A mãe não responde a pergunta e continua mexendo com os cabides das calças moletons. Mas o filho não desiste:

– Ela é divertida. Eu sempre quis uma camiseta assim, é a minha cara.

– Deve ser por isso que é tão ridícula.

– Ah para com isso, mãe. Vou levar, tá?

A mãe lê em voz alta as palavras que estavam gravadas na camiseta amarela: “Dizem que o álcool mata lentamente. Ainda bem que eu não tenho pressa para morrer.”

– E desde quando você bebe, menino?

– Ah para, mãe! Eu já estou no primeiro ano do Ensino Médio.

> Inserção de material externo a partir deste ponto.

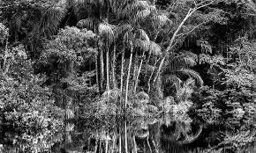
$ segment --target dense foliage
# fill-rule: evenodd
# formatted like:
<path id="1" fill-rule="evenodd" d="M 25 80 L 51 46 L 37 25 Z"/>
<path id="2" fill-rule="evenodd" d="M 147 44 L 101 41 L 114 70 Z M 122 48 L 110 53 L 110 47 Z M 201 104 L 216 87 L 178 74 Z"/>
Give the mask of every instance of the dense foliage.
<path id="1" fill-rule="evenodd" d="M 188 112 L 228 128 L 255 124 L 255 1 L 4 0 L 0 9 L 1 124 L 41 130 Z"/>

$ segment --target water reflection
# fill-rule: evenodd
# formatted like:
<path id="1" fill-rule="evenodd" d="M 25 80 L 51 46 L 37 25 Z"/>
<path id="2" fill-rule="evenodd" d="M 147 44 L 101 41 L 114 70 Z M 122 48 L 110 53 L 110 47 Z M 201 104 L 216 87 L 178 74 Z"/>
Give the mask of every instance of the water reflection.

– E já era para estar no segundo se não tivesse reprovado ano passado.

– Ah, mas eu já te falei que a culpa não foi minha. Aquele professor de Química ficou de marcação comigo.

– Ele corrigiu sua prova errado?

– Não.

– Sua prova era diferente do restante da turma?

– Também não.

-Ah tá… Então não diga que a culpa foi do seu professor! Agora explique melhor essa história de bebida.

– Mês passado, teve um dia que eu saí mais cedo da escola, então fui com os meninos para a casa do Peteca e tomamos uma caixinha de cerveja.

– Na casa de quem?

– Do Bruno, mãe. Aquele menino do terceiro ano que eu te falei que tem um carro todo tunado, lembra? É que a gente chama ele de Peteca por causa do cabelo dele.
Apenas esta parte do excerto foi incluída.